Instant Karma’s Gonna Get You

I stopped by Barnes & Nobles this morning and picked up a couple of books on writing style—the AP one, and Strunk and White. I figured it couldn’t hurt if I refreshed my memory on the best ways to put things to paper (or screen, as the case may be). Maybe gussy this place up a little bit. Comb its hair, and slip on a nice button-down shirt.

On the way back to my car, a very pregnant woman in the garage asked me if I thought her battery was dead. I told her to turn the key. When I heard the rapid click click click, and saw the lights flash in time on her dashboard, I said, “Yup, it’s dead.” That’s when I noticed her elderly mother in and young daughter in the car. None of them spoke English very well.

I showed her how to put her car and neutral and I rolled it out of the parking spot. I pulled up my car next to hers and got out my jumper cables.

I spent nearly 2 years driving a 1977 Jeep Grand Cherokee—a car which I nicknamed “Penance”. (That’s a story for another time.) It was definitely a tempermental old thing. If I got one thing out of my experience with Penance it was an appreciation for all the things that could go wrong with a car. I’m not too bad with the jumper cables now. And I’ve learned to always carry those along with a random assortment of tools, rags, and a first aid kit in my car.

So I went to hook up the jumper cables and I immediately saw another reason why I like my Honda CR-V much better than the Toyota RAV-4, which the woman was driving. My Honda has its battery right out in the open. Easy to get to. The Toyota’s battery is up in the corner, nearly under the windshield covered by the big piece of plastic that you have to remove 6 plastic screws from. It’s real pain. Especially since we were partially blocking traffic in the Burbank Media Center garage.

But I finally got that off and hooked up the cables, attaching the last black cable to her engine block like I was taught all those years ago when I took my first driver’s ed class. We waited 5 minutes and she tried the ignition. More clicking.

“Damn!” I thought, and my mind immediately went to the burned out alternator that I once had to replace in Penance. This might not be as simple as I thought.
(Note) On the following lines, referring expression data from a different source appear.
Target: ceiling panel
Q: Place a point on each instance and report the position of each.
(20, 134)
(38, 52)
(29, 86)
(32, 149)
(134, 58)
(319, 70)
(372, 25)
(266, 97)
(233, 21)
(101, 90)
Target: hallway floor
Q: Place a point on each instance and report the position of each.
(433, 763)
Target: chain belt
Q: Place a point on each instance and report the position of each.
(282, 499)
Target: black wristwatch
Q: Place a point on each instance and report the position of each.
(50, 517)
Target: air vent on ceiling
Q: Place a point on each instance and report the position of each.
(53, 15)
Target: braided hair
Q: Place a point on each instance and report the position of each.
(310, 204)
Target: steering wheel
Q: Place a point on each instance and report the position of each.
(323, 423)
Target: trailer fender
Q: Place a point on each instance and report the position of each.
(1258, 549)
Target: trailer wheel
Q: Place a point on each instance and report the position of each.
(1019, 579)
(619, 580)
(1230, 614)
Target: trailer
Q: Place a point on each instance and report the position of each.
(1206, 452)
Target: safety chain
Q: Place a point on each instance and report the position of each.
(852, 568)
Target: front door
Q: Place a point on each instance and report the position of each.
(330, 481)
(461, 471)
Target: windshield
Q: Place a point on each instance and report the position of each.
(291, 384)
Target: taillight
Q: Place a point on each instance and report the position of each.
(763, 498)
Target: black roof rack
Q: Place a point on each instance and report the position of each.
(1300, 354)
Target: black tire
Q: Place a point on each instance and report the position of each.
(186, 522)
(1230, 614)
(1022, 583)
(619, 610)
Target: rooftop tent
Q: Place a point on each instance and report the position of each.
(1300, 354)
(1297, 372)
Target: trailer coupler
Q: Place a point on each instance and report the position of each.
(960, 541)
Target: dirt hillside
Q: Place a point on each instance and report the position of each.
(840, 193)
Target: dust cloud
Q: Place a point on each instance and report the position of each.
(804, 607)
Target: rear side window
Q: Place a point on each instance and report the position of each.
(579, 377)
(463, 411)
A man wandered up. My car was blocking his and he wanted to leave.

“Not working?” he asked.

The woman turned the key again but the car just made clicking noises. The man walked over to her engine and moved the black clip from the engine block to the negative terminal on her battery. She turned the key again and the car immediately sprang to life.

Everyone was saved. The woman had a working car. The man was able to get out of his parking spot and I was covered in dirt from a car that had not been washed in a while. Perhaps I got a few extra points of karma for that one.

One final note on all of this…

The woman offered me $5 for helping her. Of course I refused with a “Just glad I could help.” But there was a little voice of annoyance in the back of my brain.

Take notes people:

When someone helps you, the proper thing to do is to offer to compensate them. And as the helper the proper thing to do is the politely decline. However this all falls apart if the helpee doesn’t offer proper compensation. That’s the game.

“But you wouldn’t have accepted any amount of money from her, right? So why be annoyed?”

Because there should still be a proper value to things. If I had said, “Sorry, I can’t help you.” Or if I didn’t have jumper cables, she’d eventually have to call a towing company to give her a jump. It would have probably cost $40 or $50. So in my book, a proper amount to offer someone who helped you with a jump would be like $20. I still would have refused it—even if it was $50. It’s simply acknowledging the value of the help that someone just gave you.

When I lost my cell phone, and eventually realized that I had dropped it in the cab I took to pick up my car from the repair shop, I gave the cabbie $40 for returning it to me. And I made him take it. I might have given him more if I had it on me. The phone cost me $100. It would have cost me at least that much to replace it. He did me a huge service by just meeting me at a certain place and time to return the phone. There was value in the help he gave me, and I showed a proper appreciation for it.

So there you go. Your little polite appreciation lesson of the day brought to you by Uncle Jon.